[Powerpc / eHEA] Circular dependency with 2.6.29-rc6
Peter Zijlstra
peterz at infradead.org
Thu Feb 26 05:24:09 EST 2009
On Wed, 2009-02-25 at 18:07 +0100, Jan-Bernd Themann wrote:
> Hi,
>
> yes, sorry for the funny wrapping... and thanks for your quick answer!
>
> Peter Zijlstra wrote:
> > On Wed, 2009-02-25 at 16:05 +0100, Jan-Bernd Themann wrote:
> >
> >
> >> - When "open" is called for a registered network device, port->port_lock
> >> is taken first,
> >> then ehea_fw_handles.lock
> >> - When "open" is left these locks are released in a proper way (inverse
> >> order)
> >>
> >
> > So this has:
> >
> > port->port_lock
> > ehea_fw_handles.lock
> >
> > This would be the case that is generating the warning.
> >
> >
> >> - In addition: ehea_fw_handles.lock is held by the function
> >> "driver_probe_device"
> >> that registers all available network devices (register_netdev)

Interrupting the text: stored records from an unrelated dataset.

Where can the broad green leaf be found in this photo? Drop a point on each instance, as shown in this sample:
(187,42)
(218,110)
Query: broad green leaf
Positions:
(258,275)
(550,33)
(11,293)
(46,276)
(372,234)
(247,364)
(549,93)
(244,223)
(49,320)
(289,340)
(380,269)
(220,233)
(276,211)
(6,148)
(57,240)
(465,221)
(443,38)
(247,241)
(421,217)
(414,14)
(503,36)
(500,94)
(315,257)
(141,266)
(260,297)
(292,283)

> >> - When multiple network devices are registered, it is possible that
> >> "open" is
> >> called on an already registered network device while further
> >> netdevices are still registered
> >> in "driver_probe_device". ---> "open" will take port->port_lock, but
> >> won't get ehea_fw_handles.lock
> >>
> >
> > Right, so here you have
> >
> > ehea_fw_handles.lock
> > port->port_lock
> >
> > Overlay these two cases and you have AB-BA deadlocks.
> >
> >
> The thing here is that I did not see that "open" is called from this
> "probe" function,
> this happens probably indirectly as each new device causes a notifier chain
> to be called --> If I got it right then a userspace tool triggers the
> "open".
> In that case the open would run in an other task/thread and thus when
> the kernel
> preemts the task/thread the probe function would continue and free the lock.
>
> Lets assume that it is actually possible that "open" is called in the
> same context as
> "probe", wound't that mean that we actually need to hit a deadlock?
> (probe helds
> the lock all the time). We have never observed a deadlock so far.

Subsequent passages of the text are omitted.